Chetia was arrested in Dhaka on December 21, 1997 along with his two associates on the charge of illegal possession of foreign currencies and a satellite phone, convicted and imprisoned. Just over eight months later, they sought political asylum in Bangladesh on the grounds that their lives would be at stake if they were returned to India, as they had been fighting for the independence of the people of Assam. Subsequently, on August 23, 2003, the High Court issued a rule asking the government to explain in four weeks why it should not be directed to dispose of the three applications for political asylum. The court also ordered the government to keep the three in safe or protective custody till their appeals for political asylum could be disposed of. The government has neither disposed of their asylum applications nor responded to the High Court’s rule thus far. Hence, until the High Court’s rule and the asylum applications are disposed of, the government cannot simply hand them over to the Indian government; it would be illegal if the government does so against their will.

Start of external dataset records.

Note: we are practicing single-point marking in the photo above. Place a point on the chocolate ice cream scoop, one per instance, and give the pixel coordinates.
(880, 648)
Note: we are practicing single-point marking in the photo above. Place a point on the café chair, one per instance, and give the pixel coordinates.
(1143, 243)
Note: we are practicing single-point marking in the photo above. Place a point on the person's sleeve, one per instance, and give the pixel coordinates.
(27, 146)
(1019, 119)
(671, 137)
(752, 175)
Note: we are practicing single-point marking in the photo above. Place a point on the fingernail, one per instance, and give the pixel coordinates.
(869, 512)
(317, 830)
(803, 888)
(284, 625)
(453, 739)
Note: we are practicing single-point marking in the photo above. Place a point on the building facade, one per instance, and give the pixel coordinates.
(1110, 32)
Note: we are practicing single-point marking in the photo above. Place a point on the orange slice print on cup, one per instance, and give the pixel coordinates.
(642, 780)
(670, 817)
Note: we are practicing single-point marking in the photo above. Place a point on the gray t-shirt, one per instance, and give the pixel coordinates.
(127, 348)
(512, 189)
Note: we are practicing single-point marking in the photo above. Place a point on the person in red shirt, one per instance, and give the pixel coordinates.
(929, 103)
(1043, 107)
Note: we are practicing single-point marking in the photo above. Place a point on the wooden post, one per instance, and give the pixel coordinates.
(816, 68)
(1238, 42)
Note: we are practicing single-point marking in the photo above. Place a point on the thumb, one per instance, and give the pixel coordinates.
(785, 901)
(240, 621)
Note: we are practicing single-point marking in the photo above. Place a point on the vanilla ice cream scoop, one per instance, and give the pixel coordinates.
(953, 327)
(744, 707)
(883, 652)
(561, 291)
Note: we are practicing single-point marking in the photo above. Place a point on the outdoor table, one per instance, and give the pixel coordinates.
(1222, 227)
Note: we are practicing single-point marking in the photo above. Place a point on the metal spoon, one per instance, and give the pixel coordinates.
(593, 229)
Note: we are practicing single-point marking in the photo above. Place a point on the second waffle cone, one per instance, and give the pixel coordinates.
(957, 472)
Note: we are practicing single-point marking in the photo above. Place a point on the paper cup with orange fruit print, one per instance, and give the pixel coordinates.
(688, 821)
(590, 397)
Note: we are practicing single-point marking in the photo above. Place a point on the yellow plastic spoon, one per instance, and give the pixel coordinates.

Moreover, it would be immoral to hand over Chetia and his associates to the Indian government, from which they sought refuge from in the first place. Most importantly, the government’s action may be in contradiction with the fundamental principles of state policy, as defined in the constitution of the republic. The constitution of the republic says the state shall ‘support oppressed people through the world waging a just struggle against imperialism, colonialism and racialism.’
The official position of the AL-JP government seems to be that, since the Indian government is in negotiations with ULFA, it wants to play a positive role towards peaceful resolution of the unrest in Assam. However, according to Indian media, ULFA is currently divided over negotiations with the Indian government. At this point in time, as it is not clear which side of the divide Chetia and his associates are on, sending them back to India could very well mean death sentences to them. Here it is pertinent to recall, after his arrest and subsequent handover to the Indian authorities in December 2009, ULFA chairman termed Bangladesh a ‘betrayer’. Hence, the government would be well-advised not to hand over Chetia and his associates against their will.
On balance, the incumbents have their legal, moral and constitutional obligations at one end and ‘an informal request’ from the Indian government on the other. The choice that they seem to have made would make them look like officers of the Indian police, not managers of a sovereign state. The people of Bangladesh cannot afford to accept such ignominy.